LESTER, 08/04/2025
A nadie le apetece una inspección de Hacienda. Y eso que en este capítulo me referiré a la incomodidad que supone una inspección realizada a la empresa en la que trabajo, no quiero ni imaginarme lo que puede ser sufrir una en tus propias carnes de persona física sin apenas más ingresos que los de tu nómina.
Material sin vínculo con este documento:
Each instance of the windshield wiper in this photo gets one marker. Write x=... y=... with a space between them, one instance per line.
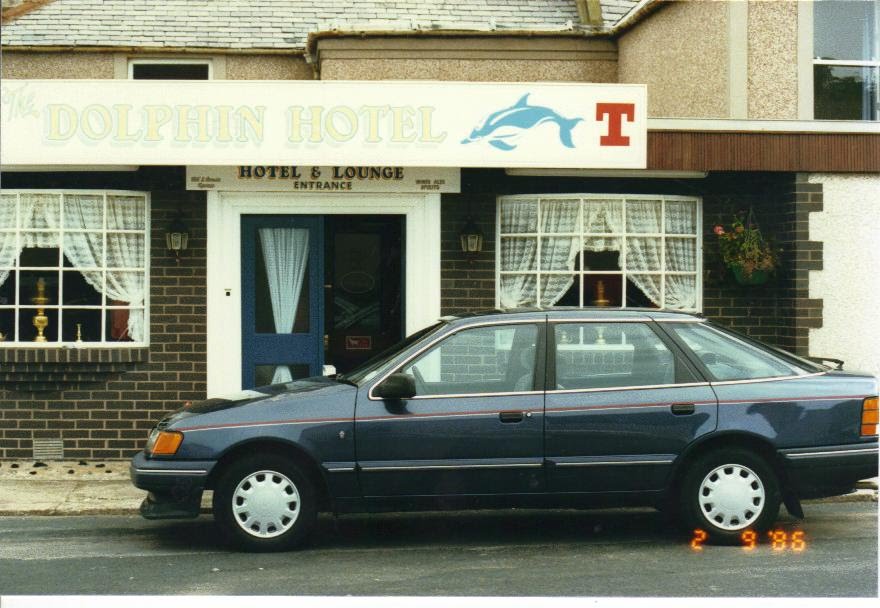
x=343 y=379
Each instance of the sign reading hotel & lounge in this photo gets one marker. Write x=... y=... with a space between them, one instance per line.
x=323 y=179
x=367 y=124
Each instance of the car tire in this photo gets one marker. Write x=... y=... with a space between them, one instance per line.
x=728 y=491
x=265 y=503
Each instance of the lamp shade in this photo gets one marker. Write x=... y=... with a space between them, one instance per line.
x=177 y=236
x=471 y=237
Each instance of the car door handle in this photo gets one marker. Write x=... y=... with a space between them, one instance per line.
x=683 y=409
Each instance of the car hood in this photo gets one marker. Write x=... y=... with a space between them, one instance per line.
x=298 y=397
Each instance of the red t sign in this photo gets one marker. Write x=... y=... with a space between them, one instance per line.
x=614 y=111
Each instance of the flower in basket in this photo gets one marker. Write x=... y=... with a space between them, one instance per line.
x=745 y=250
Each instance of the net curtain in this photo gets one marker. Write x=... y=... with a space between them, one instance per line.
x=84 y=250
x=559 y=253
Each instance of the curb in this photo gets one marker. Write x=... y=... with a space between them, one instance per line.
x=858 y=496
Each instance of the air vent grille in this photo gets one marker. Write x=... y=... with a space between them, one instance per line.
x=48 y=449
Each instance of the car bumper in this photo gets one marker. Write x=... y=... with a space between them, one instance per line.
x=829 y=470
x=174 y=487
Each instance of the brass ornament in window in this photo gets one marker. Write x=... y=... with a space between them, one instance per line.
x=41 y=321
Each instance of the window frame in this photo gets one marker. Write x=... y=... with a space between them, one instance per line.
x=103 y=307
x=540 y=360
x=623 y=234
x=168 y=61
x=848 y=63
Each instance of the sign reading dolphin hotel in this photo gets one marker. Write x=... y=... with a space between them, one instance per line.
x=296 y=123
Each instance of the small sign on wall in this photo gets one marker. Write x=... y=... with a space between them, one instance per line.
x=358 y=342
x=332 y=179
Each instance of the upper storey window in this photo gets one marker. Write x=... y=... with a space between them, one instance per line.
x=846 y=59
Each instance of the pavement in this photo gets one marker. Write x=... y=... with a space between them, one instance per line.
x=81 y=487
x=507 y=552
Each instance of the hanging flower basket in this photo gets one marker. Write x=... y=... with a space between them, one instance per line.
x=750 y=257
x=756 y=277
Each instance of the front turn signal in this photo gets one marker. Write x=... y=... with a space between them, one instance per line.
x=164 y=443
x=869 y=416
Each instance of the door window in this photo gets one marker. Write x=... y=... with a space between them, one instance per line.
x=495 y=359
x=728 y=358
x=606 y=355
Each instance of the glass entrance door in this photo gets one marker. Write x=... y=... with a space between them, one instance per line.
x=363 y=287
x=282 y=298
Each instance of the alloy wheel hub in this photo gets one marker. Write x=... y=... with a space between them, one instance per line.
x=731 y=497
x=266 y=504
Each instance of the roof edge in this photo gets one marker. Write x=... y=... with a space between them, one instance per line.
x=636 y=15
x=579 y=32
x=8 y=15
x=156 y=50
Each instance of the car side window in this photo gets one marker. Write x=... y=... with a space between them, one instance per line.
x=610 y=355
x=728 y=358
x=493 y=359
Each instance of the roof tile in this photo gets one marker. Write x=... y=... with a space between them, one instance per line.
x=277 y=23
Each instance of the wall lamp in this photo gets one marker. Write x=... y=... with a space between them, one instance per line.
x=177 y=237
x=471 y=238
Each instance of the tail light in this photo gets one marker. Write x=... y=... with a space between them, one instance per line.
x=164 y=443
x=869 y=416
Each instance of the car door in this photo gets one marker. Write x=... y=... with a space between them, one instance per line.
x=622 y=403
x=475 y=426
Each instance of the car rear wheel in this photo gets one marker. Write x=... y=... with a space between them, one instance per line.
x=729 y=491
x=265 y=503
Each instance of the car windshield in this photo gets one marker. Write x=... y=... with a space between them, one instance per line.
x=372 y=366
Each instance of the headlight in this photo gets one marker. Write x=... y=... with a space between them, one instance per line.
x=164 y=443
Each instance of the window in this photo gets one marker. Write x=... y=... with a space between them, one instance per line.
x=169 y=69
x=729 y=358
x=599 y=250
x=846 y=59
x=79 y=256
x=605 y=355
x=496 y=359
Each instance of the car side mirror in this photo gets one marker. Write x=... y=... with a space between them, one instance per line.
x=397 y=386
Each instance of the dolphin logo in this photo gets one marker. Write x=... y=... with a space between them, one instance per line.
x=504 y=126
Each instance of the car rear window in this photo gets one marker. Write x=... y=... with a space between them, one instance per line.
x=730 y=356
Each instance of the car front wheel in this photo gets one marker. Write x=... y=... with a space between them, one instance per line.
x=265 y=503
x=729 y=491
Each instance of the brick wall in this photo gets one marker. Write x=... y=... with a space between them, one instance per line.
x=779 y=312
x=110 y=398
x=467 y=282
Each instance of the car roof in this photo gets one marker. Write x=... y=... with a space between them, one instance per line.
x=573 y=312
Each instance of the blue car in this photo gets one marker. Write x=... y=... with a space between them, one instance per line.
x=558 y=408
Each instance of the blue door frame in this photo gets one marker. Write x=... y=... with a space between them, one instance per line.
x=281 y=349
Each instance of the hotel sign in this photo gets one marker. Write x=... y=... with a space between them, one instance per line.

Aquella mañana acudimos a la sede central para grandes contribuyentes de la Agencia Tributaria, justo enfrente de esos Nuevos Ministerios que tienen poco de “nuevos”. La mañana era fría y allí acudí acompañado por dos colegas de trabajo: Gabriel, mi brazo derecho en la empresa, y Ramón, el responsable fiscal del grupo. Por aquel entonces (¿y cuándo no?), la Agencia Tributaria estaba a la caza de grandes fortunas y el organismo aparecía con bastante asiduidad en la prensa. Messi y Cristiano Ronaldo tenían casi tanta presencia en los medios por las investigaciones de Hacienda que por sus goles o hazañas sobre el terreno de juego. Actores, futbolistas, empresarios, políticos… nadie se libraba de sus tentáculos. Justamente acababa de pronunciar la palabra “tentáculos” cuando en el control de seguridad de la entrada al edificio me pidieron el DNI.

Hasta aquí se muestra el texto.